O ancora quando credeva di averlo ucciso. E poi lo aveva visto entrare a Camp Jaha, sì ferito, ma sulle sue gambe. Non le era neanche passato per la testa Finn, Finn non esisteva. Era suo amico certo, ma la sua perdita l'avrebbe sopportata. No, Bellamy era lì, in carne ed ossa e stava bene.  

*** 

“Clarke” chiamò una voce roca. La ragazza, che era seduta su una delle brande, saltò in piedi. Si era quasi addormentata. E in un battito di ciglia fu di fianco al suo capezzale. 

“Hey... Come ti senti?” 

“Intorpidito e dolorante” rispose lui cercando di mettersi a sedere. Clarke lo spinse indietro con le mani sulle sue spalle. Non era ancora ora di alzarsi. 

“Che diavolo fai?” 

“Cerco di raggiungere te” lo disse come se fosse la cosa più ovvia dell'universo e il cuore di Clarke perse un battito. 
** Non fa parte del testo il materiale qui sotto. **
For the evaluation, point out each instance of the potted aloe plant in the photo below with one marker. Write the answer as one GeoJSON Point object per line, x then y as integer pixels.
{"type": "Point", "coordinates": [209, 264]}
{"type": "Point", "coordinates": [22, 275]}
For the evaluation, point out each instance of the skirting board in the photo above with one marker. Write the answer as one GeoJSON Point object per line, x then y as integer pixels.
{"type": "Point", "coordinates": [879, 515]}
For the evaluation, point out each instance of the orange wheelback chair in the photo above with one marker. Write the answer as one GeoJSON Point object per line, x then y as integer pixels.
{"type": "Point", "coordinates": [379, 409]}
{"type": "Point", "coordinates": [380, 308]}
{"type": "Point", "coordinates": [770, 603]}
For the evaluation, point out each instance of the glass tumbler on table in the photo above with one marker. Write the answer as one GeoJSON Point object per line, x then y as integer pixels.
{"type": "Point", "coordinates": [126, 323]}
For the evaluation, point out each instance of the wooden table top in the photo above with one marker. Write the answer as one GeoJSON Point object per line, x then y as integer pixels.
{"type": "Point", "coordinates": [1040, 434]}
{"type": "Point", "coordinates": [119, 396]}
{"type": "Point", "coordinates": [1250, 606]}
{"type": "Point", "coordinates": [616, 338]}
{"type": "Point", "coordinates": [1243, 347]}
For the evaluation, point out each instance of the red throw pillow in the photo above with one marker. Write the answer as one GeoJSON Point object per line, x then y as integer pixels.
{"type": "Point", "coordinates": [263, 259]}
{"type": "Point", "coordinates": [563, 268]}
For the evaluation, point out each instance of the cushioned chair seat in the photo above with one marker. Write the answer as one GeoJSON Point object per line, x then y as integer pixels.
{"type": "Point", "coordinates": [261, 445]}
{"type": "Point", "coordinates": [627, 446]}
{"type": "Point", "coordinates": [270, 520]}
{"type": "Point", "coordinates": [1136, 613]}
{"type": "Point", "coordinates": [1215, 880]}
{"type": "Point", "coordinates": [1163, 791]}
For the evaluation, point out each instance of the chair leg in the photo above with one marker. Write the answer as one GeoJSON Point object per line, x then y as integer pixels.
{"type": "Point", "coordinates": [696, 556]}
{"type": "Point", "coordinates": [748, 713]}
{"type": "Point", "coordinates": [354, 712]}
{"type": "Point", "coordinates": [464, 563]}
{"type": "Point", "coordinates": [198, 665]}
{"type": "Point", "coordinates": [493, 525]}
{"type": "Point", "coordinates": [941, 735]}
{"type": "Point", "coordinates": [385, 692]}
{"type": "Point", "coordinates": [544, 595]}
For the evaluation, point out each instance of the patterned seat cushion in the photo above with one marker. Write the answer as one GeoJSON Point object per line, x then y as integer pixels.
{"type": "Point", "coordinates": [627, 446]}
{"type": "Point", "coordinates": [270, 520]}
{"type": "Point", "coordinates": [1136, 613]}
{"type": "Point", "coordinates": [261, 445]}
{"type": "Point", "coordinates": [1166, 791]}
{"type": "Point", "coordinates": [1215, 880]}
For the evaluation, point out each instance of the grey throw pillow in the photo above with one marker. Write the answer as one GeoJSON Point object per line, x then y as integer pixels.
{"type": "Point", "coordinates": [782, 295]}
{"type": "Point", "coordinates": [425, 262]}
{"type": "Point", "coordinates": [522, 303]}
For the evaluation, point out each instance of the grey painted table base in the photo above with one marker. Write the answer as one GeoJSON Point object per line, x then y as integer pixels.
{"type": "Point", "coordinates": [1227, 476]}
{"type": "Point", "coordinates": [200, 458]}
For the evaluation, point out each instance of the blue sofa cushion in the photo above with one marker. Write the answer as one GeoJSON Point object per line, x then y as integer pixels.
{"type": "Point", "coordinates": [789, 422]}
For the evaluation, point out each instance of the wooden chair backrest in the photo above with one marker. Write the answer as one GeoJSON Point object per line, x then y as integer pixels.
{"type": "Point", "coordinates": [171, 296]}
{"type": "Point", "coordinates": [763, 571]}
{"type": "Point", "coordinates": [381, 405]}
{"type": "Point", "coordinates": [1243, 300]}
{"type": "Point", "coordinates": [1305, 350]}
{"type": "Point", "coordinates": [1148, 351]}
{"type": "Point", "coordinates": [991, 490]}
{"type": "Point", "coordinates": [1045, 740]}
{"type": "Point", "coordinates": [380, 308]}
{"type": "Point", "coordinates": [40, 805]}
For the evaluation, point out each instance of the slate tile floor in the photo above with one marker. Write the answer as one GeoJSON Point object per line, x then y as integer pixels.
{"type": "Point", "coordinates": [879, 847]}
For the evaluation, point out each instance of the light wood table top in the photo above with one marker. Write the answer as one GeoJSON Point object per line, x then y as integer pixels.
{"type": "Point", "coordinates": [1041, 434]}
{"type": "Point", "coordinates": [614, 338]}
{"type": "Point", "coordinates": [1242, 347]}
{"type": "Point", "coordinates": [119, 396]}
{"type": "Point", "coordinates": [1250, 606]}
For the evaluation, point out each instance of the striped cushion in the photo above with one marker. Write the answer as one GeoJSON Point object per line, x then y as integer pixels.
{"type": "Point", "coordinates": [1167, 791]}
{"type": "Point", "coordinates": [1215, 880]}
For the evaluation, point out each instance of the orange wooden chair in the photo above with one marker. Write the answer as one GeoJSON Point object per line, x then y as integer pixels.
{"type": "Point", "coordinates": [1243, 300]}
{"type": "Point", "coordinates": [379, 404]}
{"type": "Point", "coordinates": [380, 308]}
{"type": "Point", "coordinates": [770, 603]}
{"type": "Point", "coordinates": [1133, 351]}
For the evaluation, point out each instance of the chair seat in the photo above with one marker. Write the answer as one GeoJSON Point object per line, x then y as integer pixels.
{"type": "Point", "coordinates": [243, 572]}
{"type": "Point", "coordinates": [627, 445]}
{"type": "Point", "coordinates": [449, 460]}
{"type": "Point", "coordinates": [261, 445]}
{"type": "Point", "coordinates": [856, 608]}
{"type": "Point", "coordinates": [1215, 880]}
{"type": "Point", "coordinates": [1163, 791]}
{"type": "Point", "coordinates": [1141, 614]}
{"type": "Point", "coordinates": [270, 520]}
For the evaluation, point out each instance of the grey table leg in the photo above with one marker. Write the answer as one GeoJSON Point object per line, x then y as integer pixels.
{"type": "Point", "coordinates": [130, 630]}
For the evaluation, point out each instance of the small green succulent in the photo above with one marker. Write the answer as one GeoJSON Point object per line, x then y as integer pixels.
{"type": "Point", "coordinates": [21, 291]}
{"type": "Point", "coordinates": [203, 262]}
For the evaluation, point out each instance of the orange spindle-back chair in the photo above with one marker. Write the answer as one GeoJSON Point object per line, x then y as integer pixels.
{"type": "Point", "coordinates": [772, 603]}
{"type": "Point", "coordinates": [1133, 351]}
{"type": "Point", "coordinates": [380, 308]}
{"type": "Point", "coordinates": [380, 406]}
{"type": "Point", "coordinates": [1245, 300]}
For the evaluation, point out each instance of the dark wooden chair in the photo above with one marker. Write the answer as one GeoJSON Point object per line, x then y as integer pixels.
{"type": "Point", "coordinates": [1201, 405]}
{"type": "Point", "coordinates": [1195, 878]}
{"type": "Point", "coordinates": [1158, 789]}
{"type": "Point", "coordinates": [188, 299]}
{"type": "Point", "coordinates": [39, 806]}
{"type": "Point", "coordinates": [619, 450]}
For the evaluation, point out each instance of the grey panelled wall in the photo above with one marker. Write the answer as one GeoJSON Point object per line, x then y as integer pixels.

“Ti ho sentita” Clarke sentì il proprio viso andare in fiamme, abbassò lo sguardo e non rispose. Lui le prese il mento con una meno e la costrinse a guardarlo “Anche se ero rintontito ti ho sentita”. 

Clarke guardava ovunque, ma non a lui, doveva uscire da lì. Non voleva essere respinta. Non voleva che lui se ne ricordasse neanche. 

Questa era la sua solita fortuna. “Sta zitto, Bell” 

“Mi piace quando mi chiami Bell - cambiò discorso lui - è intimo” ma aveva deciso di farla morire? A.A.A Ragazza in fiamme qui!? Vorrebbe ti dimenticassi di quanto ha detto. Pensò Clarke.  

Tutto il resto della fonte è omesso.